After gardening, Evelina probably changed her dress and went next door to see Sarah Lothrop Ames and her guests, Caroline Drake (Mrs. Lincoln Drake) and another woman, Mrs. Torrey. The two guests may have been related to one another (Caroline’s maiden name was Torrey.) They had no immediate connection to Col. John Torrey, however, who appeared often in Evelina’s journal. The women would have sat, had tea and chatted – a pleasant occupation on a pleasant day.

 

* Oliver Ames, Journal, Courtesy of Stonehill College Archives

** Joseph Breck, Book of Flowers, Boston, 1851, pp. 185 – 186

*** Heirloom impatiens balsamina, Courtesy of edenbrothers.com

 

May 7, 1851

Thread

Wednesday May 7th  Orinthia went to Boston this morning

with Abby Torrey after she left I went into Olivers

on an errand and stopt a long while as I am

sure to do when I ought not and then went into the

other part of the house to bid Mrs Stetson good

by (as Mrs S Ames and Frank went with her to Bridgewater)

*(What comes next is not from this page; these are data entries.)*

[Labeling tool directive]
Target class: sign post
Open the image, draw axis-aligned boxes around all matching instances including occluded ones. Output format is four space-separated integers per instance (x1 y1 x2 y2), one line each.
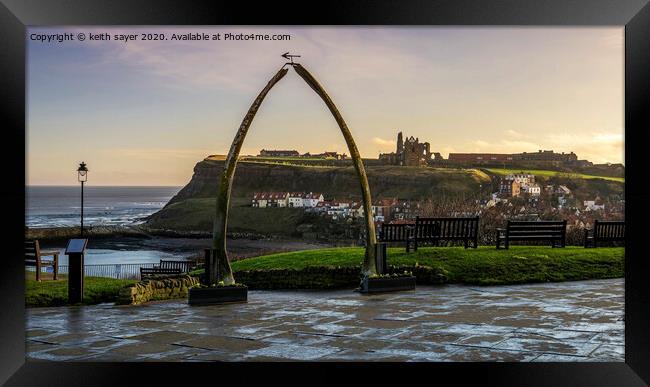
65 239 88 304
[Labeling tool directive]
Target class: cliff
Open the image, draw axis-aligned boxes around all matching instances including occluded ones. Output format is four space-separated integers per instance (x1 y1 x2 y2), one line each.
168 158 490 205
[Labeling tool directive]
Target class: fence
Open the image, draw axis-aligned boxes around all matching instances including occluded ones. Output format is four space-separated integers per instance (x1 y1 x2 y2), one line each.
26 263 191 280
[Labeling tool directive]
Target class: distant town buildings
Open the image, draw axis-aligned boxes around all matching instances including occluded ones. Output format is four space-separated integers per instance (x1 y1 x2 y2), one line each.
446 150 592 167
258 149 348 160
379 132 430 166
583 198 605 211
259 149 300 157
251 192 324 208
499 172 542 197
499 179 521 197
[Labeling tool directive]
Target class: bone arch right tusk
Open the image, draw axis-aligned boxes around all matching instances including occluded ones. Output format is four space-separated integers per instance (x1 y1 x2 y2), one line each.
206 63 377 285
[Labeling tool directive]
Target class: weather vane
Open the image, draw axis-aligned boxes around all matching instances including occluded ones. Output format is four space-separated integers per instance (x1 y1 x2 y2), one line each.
282 52 300 66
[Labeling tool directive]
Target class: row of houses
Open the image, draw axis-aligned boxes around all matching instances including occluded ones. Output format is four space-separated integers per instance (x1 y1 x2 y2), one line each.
251 192 420 222
499 173 542 197
251 192 324 208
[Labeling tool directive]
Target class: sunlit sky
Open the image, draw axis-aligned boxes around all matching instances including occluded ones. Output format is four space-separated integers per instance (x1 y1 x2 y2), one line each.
26 26 624 185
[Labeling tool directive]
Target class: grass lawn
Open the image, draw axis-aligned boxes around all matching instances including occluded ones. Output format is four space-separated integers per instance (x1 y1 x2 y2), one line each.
485 168 625 183
232 246 625 285
25 271 137 307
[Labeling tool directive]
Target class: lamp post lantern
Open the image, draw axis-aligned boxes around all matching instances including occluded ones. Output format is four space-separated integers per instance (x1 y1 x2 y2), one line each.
77 161 88 237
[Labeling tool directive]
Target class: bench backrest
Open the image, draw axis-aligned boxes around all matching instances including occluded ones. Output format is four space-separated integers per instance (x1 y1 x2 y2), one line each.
140 267 181 278
594 220 625 241
160 259 194 273
380 223 413 242
414 216 478 239
25 240 41 266
507 220 566 239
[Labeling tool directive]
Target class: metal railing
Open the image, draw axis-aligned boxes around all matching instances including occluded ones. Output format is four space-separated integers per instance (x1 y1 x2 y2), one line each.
26 262 176 280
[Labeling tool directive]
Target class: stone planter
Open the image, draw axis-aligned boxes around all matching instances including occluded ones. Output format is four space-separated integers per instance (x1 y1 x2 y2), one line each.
361 276 415 293
188 286 248 305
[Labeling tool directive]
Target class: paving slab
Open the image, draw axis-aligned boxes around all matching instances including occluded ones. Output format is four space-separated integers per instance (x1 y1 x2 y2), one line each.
26 279 625 362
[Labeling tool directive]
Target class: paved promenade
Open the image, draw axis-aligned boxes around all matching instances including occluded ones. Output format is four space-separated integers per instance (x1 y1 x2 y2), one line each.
26 279 625 362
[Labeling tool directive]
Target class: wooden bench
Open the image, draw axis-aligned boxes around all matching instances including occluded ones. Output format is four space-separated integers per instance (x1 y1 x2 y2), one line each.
25 240 59 282
158 259 197 273
140 267 182 280
497 220 566 249
406 216 479 252
585 220 625 247
379 223 415 251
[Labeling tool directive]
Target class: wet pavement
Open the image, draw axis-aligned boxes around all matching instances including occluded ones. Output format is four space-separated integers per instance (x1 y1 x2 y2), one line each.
26 279 625 362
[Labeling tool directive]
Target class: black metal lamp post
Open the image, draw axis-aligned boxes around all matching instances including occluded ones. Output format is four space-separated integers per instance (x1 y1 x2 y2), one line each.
77 161 88 237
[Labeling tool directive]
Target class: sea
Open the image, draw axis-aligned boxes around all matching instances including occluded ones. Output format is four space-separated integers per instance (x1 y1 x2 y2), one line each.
25 186 187 265
25 186 182 228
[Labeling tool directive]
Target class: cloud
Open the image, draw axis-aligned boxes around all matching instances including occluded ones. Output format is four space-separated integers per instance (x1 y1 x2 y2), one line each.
370 137 397 152
506 129 524 138
472 130 625 164
102 148 215 161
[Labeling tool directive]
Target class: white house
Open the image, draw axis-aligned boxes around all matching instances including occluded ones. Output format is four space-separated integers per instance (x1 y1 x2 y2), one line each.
584 200 605 211
521 184 542 196
504 173 535 185
287 192 305 207
251 192 289 208
302 192 325 207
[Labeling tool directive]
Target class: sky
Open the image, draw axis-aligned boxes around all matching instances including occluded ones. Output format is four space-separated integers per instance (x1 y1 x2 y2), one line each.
26 26 624 186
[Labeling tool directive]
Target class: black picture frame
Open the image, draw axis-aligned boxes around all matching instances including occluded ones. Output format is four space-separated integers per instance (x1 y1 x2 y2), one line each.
0 0 650 386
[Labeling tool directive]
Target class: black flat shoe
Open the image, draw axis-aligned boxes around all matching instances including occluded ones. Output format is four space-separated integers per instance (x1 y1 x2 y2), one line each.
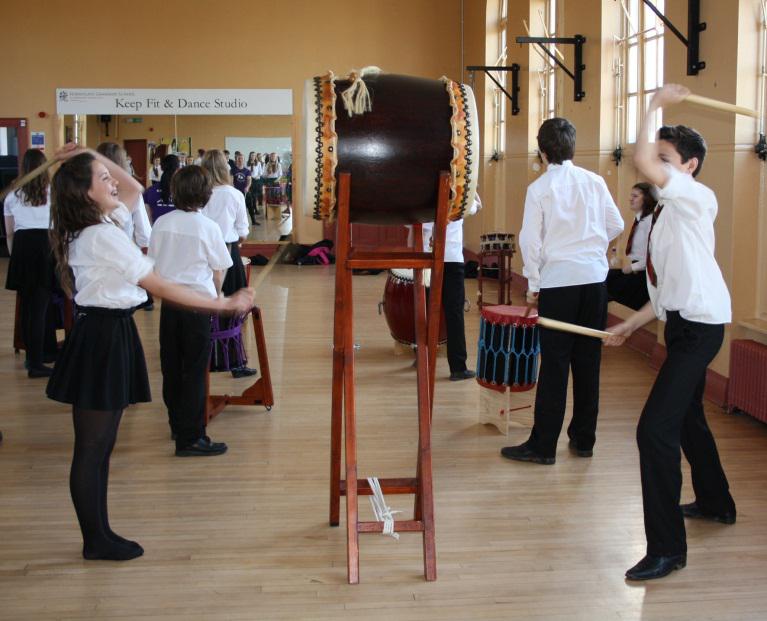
176 436 229 457
232 367 258 379
626 554 687 580
568 439 594 457
679 502 735 524
450 369 476 382
501 444 556 466
27 365 53 377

and Mrs Lincoln Drake rode up and saw me by

the window and I was obliged to see her, thus the day passed

and I accomplished very little Went with Mrs Witherell

to the sewing circle at Daniel Clarkes

 

The Sewing Circle held its monthly meeting today, this time at the home of Daniel and Elvira Clark.  Roughly contemporary in age to Oakes and Evelina, the Clarks were members of the Unitarian Church.  Daniel was a carpenter who occasionally did work for the Ames family. Elvira, like Evelina, was a housewife with teenaged children.  She and Evelina visited together last Sunday during the intermission between sermons.

So much socializing went on today that Evelina had to chastise herself – “I am sure to do what I ought not” – when she spent too much time next door visiting her sister-in-law, Sarah Lothrop Ames. Sarah must have been feeling better; although she didn’t go with Evelina and Sarah Witherell to the Sewing Circle, she had improved enough not only to have a good, long chat with Evelina, but also to have an outing to Bridgewater, which she was “carried to” by her nephew Frank Morton Ames.

Evelina stopped in at Sarah Witherell’s to say goodbye to Mrs. Stetson, a friend of the family who was departing for Bridgewater, too. She then was spotted by Caroline Torrey Drake, a friend who stopped in for a visit. Mrs. Drake, a woman in her early fifties, was the mother of eight children: five girls followed by three boys.  Her first child was born when she was 20, her last child when she was 45.  Now that’s childbearing!